Two or three people stopped to watch me, not bothering to pick up the pencils that had rolled to their feet.  I caught one woman staring at my Work Pass, so I hid it in my shirt before she could get a chance to write down the number on it.  It was only by pure chance that I looked up to see a pile of feathers, ribbons and baubles, its owner standing several yards away from me.  Her eyes locked with mine, flashing golden with laughter, and a smirk played at her thin pink lips.  I left my case and took a few hasty steps toward her.  But just then, the train pulled in with a rush of stale air that pulled a strand of sleek caramel brown out from under the hat.  Her grin widened and her eyes never left mine as she flashed her black First Class UT card to the conductor and boarded the train, disappearing into the windowless compartments beyond. 

"Goddamn it!" I swore under my breath.  The woman really was nuts, wasn't she?  She had probably just been playing some kind of game with me all day.  Cursing my stupidity, I bent down to pick up my case when I spotted something on the ground where she had stood.  As casually as possible, I walked over to the spot and picked up the envelope that was lying there.  It was one third the size of a normal business envelope and was sealed with a gold leaf sticker bearing image of a rabbit.  I turned it over and found "Allen Wilton" written on it in thin, spidery cursive.

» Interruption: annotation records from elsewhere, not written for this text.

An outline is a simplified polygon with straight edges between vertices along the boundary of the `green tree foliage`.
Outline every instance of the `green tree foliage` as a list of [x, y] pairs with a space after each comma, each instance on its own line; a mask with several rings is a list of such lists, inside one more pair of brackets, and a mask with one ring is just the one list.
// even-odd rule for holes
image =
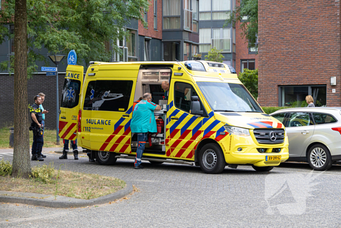
[[[115, 45], [107, 50], [106, 42], [123, 40], [124, 26], [133, 19], [145, 23], [142, 14], [149, 4], [148, 0], [27, 0], [29, 73], [36, 71], [36, 61], [48, 61], [41, 54], [43, 47], [51, 54], [75, 49], [78, 64], [109, 61], [111, 52], [119, 50]], [[6, 25], [14, 23], [15, 0], [2, 1], [1, 6], [0, 44], [14, 36]]]
[[238, 79], [257, 100], [258, 97], [258, 69], [244, 69], [244, 72], [239, 73]]
[[[248, 47], [255, 47], [258, 34], [258, 0], [238, 0], [240, 6], [236, 6], [228, 16], [224, 26], [232, 23], [234, 26], [236, 22], [240, 22], [240, 27], [243, 31], [242, 37], [248, 42]], [[246, 21], [243, 17], [247, 16]]]
[[217, 50], [215, 47], [211, 48], [208, 55], [205, 56], [205, 60], [223, 62], [224, 56], [221, 54], [221, 50]]

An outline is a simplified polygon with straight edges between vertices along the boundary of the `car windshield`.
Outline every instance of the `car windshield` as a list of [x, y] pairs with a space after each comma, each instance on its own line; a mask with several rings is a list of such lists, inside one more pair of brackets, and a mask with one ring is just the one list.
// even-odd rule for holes
[[198, 82], [197, 84], [215, 111], [263, 112], [243, 84], [207, 82]]

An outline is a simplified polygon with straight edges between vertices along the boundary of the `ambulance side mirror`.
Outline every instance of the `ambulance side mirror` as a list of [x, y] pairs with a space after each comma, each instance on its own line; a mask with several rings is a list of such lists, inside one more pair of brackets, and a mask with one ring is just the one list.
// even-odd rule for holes
[[192, 102], [190, 104], [190, 114], [202, 116], [204, 115], [204, 111], [201, 110], [199, 97], [197, 96], [193, 96], [191, 97], [191, 100]]

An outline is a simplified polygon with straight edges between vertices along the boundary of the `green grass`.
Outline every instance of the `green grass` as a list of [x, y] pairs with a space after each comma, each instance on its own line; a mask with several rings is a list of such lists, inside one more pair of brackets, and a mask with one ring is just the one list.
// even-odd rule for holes
[[54, 170], [54, 176], [49, 183], [34, 178], [25, 179], [0, 176], [0, 190], [56, 194], [89, 200], [115, 192], [126, 186], [124, 181], [114, 177], [70, 171], [60, 170], [57, 180], [57, 172], [58, 170]]
[[[5, 127], [0, 128], [0, 149], [7, 149], [9, 147], [9, 127]], [[33, 133], [30, 131], [30, 146], [33, 141]], [[56, 130], [45, 130], [44, 133], [44, 147], [58, 147], [62, 145], [57, 145], [57, 132]], [[62, 144], [62, 140], [60, 140]]]

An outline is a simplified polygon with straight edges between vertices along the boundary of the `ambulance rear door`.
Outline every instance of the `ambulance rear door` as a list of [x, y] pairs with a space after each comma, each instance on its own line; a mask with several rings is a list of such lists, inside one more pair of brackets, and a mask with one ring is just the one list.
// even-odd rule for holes
[[59, 110], [58, 135], [61, 139], [76, 139], [83, 72], [82, 66], [69, 65], [66, 68]]

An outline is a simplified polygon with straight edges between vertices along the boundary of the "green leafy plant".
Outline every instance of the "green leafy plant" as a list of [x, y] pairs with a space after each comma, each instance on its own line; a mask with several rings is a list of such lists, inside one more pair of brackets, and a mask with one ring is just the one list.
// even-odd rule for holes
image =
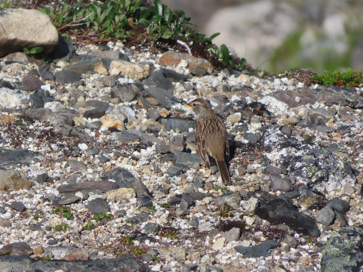
[[97, 221], [99, 221], [101, 220], [106, 218], [107, 221], [110, 221], [114, 218], [115, 216], [111, 214], [95, 214], [93, 215], [93, 219]]
[[60, 214], [68, 211], [68, 209], [65, 206], [59, 206], [53, 210], [51, 213], [52, 214]]
[[67, 219], [70, 219], [73, 218], [73, 215], [70, 211], [66, 211], [63, 214], [63, 217]]
[[234, 209], [227, 203], [222, 205], [219, 210], [219, 215], [221, 217], [232, 217], [234, 216], [232, 212]]
[[0, 0], [0, 9], [13, 8], [21, 0]]
[[329, 84], [346, 88], [352, 88], [362, 86], [362, 72], [352, 71], [350, 68], [347, 69], [346, 72], [337, 70], [330, 72], [326, 70], [323, 74], [313, 76], [311, 79], [325, 85]]
[[218, 191], [219, 190], [220, 190], [221, 191], [223, 191], [224, 190], [227, 189], [227, 187], [225, 187], [225, 186], [218, 186], [217, 185], [213, 185], [213, 189], [214, 189], [214, 190], [216, 190], [216, 191]]
[[307, 141], [312, 141], [316, 137], [313, 135], [306, 135], [305, 136], [305, 139]]
[[155, 261], [158, 261], [161, 259], [161, 258], [160, 258], [160, 257], [158, 257], [155, 254], [154, 254], [154, 255], [152, 255], [152, 259], [154, 260]]
[[36, 212], [33, 215], [33, 219], [36, 221], [37, 221], [38, 219], [39, 219], [39, 218], [42, 215], [44, 214], [41, 211], [40, 212]]
[[152, 210], [152, 211], [155, 211], [155, 206], [154, 205], [153, 205], [152, 206], [149, 206], [148, 207], [147, 207], [147, 208], [149, 210]]
[[82, 230], [86, 230], [87, 228], [90, 229], [92, 229], [92, 228], [94, 228], [94, 226], [93, 225], [93, 223], [92, 222], [91, 220], [89, 220], [87, 221], [87, 224], [82, 228]]
[[146, 253], [146, 248], [140, 248], [139, 247], [136, 246], [130, 250], [130, 253], [132, 253], [135, 255], [135, 257], [140, 257], [143, 254]]
[[57, 231], [65, 231], [69, 228], [69, 226], [65, 223], [61, 223], [52, 227], [52, 230], [55, 232]]
[[168, 234], [164, 236], [167, 238], [170, 238], [171, 239], [178, 239], [179, 238], [179, 235], [176, 232], [172, 231], [168, 231]]
[[12, 251], [9, 250], [5, 250], [3, 251], [0, 252], [0, 256], [2, 255], [10, 255], [11, 254]]

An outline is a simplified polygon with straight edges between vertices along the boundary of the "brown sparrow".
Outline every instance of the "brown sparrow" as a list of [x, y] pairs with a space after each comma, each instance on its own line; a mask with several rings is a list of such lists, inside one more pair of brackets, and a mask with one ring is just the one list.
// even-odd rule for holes
[[211, 167], [211, 162], [208, 156], [213, 157], [217, 162], [222, 181], [225, 185], [231, 185], [225, 160], [229, 157], [229, 144], [224, 123], [204, 99], [197, 98], [187, 104], [192, 107], [197, 119], [195, 142], [200, 157], [208, 168]]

Perplexed, I opened the envelope and pulled out a card.  The card itself was made of some high quality cotton paper, lightly textured with soft edges.  The handwriting was the same as what was on the envelope and the writer had only given me a date and a place.

"October 12th.  Blue Square."

I turned the card over for some hint as to whom this Miss Werner was, but it was blank except for a small amount of bleeding from the ink on the other side.